Hartley Magazine

All the latest news, hints, tips and advice from our experts

Viola Denim is a stunning purple flower

When gardening for food, green-fingered enthusiasts typically turn to the obvious choices – herbs and vegetables, for instance.

However, why not be a little more adventurous and try and hunt down something a little more unusual? Not only will this make your greenhouse stand out a little bit more, but it could also impress dinner guests when you serve up some food.

One strong option could be the Viola Denim. Violas are a genus of flowering plants that boast somewhere between 400 and 500 unique species throughout the world.

They are typically used as bedding plants, while some varieties even have uses in alternative medicine or perfume.

However, the Viola Denim produces deep purple flowers that are edible. Furthermore, this rich color ensures that it looks stunning when gathered together in numbers.

In an article for the Guardian across the pond in the UK, organic garden blogger and author of The Allotment Keeper's Handbook Jane Perrone explained that it is a versatile and jolly-looking ground-hugging flower.

She described its hue as being a kind of inky blue-black, with flecks of purple, white and a yellow eye.

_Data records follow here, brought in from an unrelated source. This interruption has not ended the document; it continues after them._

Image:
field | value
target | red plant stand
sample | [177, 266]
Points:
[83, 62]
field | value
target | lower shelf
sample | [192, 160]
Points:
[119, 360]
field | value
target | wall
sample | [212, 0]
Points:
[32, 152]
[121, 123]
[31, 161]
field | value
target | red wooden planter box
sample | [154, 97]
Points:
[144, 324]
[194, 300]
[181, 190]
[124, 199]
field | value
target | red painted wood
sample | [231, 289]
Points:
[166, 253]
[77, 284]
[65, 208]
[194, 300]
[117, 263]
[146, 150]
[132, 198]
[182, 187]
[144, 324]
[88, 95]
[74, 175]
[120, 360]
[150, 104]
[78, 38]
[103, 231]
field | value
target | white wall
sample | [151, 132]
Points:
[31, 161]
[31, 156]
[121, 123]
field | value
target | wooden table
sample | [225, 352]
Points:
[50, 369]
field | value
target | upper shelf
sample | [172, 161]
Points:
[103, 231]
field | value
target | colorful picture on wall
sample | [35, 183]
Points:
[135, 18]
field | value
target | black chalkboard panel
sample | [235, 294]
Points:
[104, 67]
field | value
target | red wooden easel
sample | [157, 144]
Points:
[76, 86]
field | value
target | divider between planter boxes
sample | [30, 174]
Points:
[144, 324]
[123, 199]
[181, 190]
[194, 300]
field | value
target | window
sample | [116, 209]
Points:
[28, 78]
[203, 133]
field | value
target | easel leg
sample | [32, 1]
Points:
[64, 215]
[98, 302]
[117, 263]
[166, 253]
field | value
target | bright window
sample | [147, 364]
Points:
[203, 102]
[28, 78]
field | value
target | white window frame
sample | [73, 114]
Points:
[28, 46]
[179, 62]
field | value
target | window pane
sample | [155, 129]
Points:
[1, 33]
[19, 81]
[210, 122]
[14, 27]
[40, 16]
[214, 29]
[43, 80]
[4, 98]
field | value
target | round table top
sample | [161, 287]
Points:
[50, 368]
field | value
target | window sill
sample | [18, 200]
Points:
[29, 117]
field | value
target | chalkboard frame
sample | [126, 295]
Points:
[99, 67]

This ensures it is vibrant enough to avoid appearing gaudy and excessive, like many viola cultivars can, but vibrant enough to cheer up overcast days in the winter and spring – as it blooms in the first part of the year – between January and May.

It is useful for plugging some of the gaps that can appear in borders, as well as being effective at filling containers and lining paths without being particularly difficult to manage.

Furthermore, it also produces edible flowers – and looks very pretty in a salad.

"Dotted about singly, they can look lost, but the effect of the massed flowers is stunning, so stuff them into every available pot," Ms Perrone commented, adding: "Add one of the smaller daffodil varieties for a stylish display come spring – tete-a-tete is often chosen for pots, but I like the lemon yellow Pipit."

The expert continued: "Or plant with cut-and-come-again oriental salad leaves in a window box – with some protection, they will thrive on a sheltered balcony or urban sun trap."

It should be noted that the plant requires to be placed somewhere where it is either fully shaded or can at least enjoy partly-shaded locations. Fertile and well-drained soil is also a necessity – and they will need plenty of room to spread their roots out.